As always, an excellent post, Jimmy. A couple of thoughts:
Your major won't boost your chances of getting into law school. Nor will it hurt your chances.
Yes and no, on two levels.
I certainly agree with the general sentiment, but I hear no end of whining from law school admission folks about how they wish they had more applicants who were not majoring in English/History/PolySci, and they all claim to give extra points for the tougher majors - particularly math/science. See Professor X' "Law School Undercover" for more on this point. That said, you are absolutely correct that a good GPA is job one, and if the tougher major will have a significant effect on the GPA, then I would steer clear. And in this case, OP says that math "isn't his thing" - giant red flag. People should not major in math unless it is very much their thing.
Second, while the name of the major may have only a limited impact (if any) on law school admissions, we do occasionally learn something in college classes (shocking, I know), and that something may or may not be of assistance for law school admission. For instance (my bias about to show), my math studies prepared me for the LSAT far more than my psychology studies. I believe (with no meaningful data to back me up) that math, science, philosophy, and other "rigorous" fields of study provide better background for a good LSAT score than do history or English. And a good LSAT score, of course, is the other half of law school admission.
And, on a side note, I do believe that while choice of major is not a major factor for law school admission, I believe that it can be a significant factor for employment selection - at least for some majors. I know that I pay a lot more attention to a 1L resume when it shows biochemistry or physics as the undergrad major.
Part of the equation is, "what would you like to do with your life?" If you want to be an accountant, then you should get an accounting degree.
I might be being a bit harsh, but if so, only by a bit, when I say that a lot of degrees really aren't very employable. Especially these days when 2/3 of young people will get a 4 year degree. It seems to me that many degrees are essentially generic "McDegrees" that don't prepare you to do anything, professionally.
Absolutely agree, and not just for law school applicants. Eggs in one basket and all that - it is a wasted opportunity to leave college without an employable degree of some kind. And that holds even if you are successful in law school. For a great many law school graduates, the practice of law is not forever. I expect that there are a whole lot more "recovering lawyers" out there than there are "recovering physicians" or, for that matter, "recovering accountants." The structure of the law business is set up to chase a lot of people out over time, whether voluntarily or otherwise. Even if you don't need that physics degree now, it may come in handy 20 years down the road.

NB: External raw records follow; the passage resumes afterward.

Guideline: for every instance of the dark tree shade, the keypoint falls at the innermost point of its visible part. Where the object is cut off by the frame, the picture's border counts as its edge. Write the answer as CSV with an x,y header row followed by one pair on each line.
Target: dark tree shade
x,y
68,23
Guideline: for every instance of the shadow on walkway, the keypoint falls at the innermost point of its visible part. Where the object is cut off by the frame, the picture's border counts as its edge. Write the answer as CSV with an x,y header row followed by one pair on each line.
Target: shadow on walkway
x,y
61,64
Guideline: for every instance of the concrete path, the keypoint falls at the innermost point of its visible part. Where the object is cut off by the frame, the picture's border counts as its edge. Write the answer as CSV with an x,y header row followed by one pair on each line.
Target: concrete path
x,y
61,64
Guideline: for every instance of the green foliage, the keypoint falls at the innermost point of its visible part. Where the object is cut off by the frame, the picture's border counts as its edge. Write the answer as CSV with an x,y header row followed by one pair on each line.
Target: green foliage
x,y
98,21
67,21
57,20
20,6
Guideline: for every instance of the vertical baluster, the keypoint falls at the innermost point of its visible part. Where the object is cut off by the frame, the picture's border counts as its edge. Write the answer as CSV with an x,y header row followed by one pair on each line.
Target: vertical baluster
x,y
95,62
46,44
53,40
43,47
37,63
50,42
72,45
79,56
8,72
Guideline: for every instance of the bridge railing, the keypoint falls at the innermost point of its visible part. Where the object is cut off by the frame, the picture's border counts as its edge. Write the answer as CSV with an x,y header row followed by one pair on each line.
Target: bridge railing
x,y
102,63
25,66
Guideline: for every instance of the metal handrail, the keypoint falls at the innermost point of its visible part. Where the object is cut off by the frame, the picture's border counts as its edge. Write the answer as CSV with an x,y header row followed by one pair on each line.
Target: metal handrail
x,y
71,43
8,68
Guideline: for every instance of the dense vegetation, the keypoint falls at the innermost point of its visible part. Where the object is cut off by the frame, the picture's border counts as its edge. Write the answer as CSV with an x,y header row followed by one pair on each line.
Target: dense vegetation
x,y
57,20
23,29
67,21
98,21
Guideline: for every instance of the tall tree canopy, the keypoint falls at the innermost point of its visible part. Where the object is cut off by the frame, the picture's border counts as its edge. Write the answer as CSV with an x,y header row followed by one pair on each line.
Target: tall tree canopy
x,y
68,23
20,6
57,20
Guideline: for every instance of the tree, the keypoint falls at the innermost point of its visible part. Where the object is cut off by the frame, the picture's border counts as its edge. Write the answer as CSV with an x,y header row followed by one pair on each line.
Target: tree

I won't name any here, for fear of offending somebody, but you can probably decide which ones seem to fit that description. As a warning, they almost all say some variation of the following about their program of study:
"Other programs of study just teach you a very narrow skill set. Because of this, your opportunities after school will only be in a very narrow group of jobs. Our program teaches you how to THINK, so our graduates are prepared to do any job in any field."
This is, of course, complete and utter BS. The logic is essentially, "You won't be qualified to do anything. Which means you're equally qualified to do EVERYTHING."

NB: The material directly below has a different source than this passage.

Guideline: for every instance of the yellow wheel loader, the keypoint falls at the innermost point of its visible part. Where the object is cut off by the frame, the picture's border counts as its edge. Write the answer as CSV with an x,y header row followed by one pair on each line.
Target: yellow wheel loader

Just ask a hiring manager looking for an accountant, computer programmer, engineer, chemist, etc., whether a candidate with none of those degrees, but with a liberal arts degree that "taught them how to think" is somebody they'd even consider. The reality is that they're not qualified for "any job in any field". They're simply not qualified for any job.
As the holder of one of those "thinking" degrees myself I am not in the least offended.

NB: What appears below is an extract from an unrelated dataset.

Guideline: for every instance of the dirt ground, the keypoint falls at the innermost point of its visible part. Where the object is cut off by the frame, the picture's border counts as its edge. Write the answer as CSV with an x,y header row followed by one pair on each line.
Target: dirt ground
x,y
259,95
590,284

I do, however, partially disagree. Certainly it is tough to apply for a job with a degree in philosophy. It is not an employable degree. That said, there is significant truth to the whole "learning how to think" bit - isn't that what law school is all about? In fact, much as my studies in math prepared me for the LSAT, I believe that my studies in philosophy prepared me for law school and the practice of law - moreso than other things I studied. I would encourage future lawyers to take philosophy classes if possible.
But I also agree that it would be foolish to graduate with a degree in philosophy (unless coupled with a more employable major). Practical reality should not be forgotten.
Now, right now, you seem to be bent on being an attorney because you've always wanted to be. You might end up being one. Just like the guy who always wanted to be a circus clown might end up actually being a circus clown.
That one goes in the databank for future use. Thank you!
(Oh, and as to the original question: Study early, study a lot, and study hard. The LSAT score is at least as important as the GPA, so you should take the LSAT at least as seriously as you take your classes.)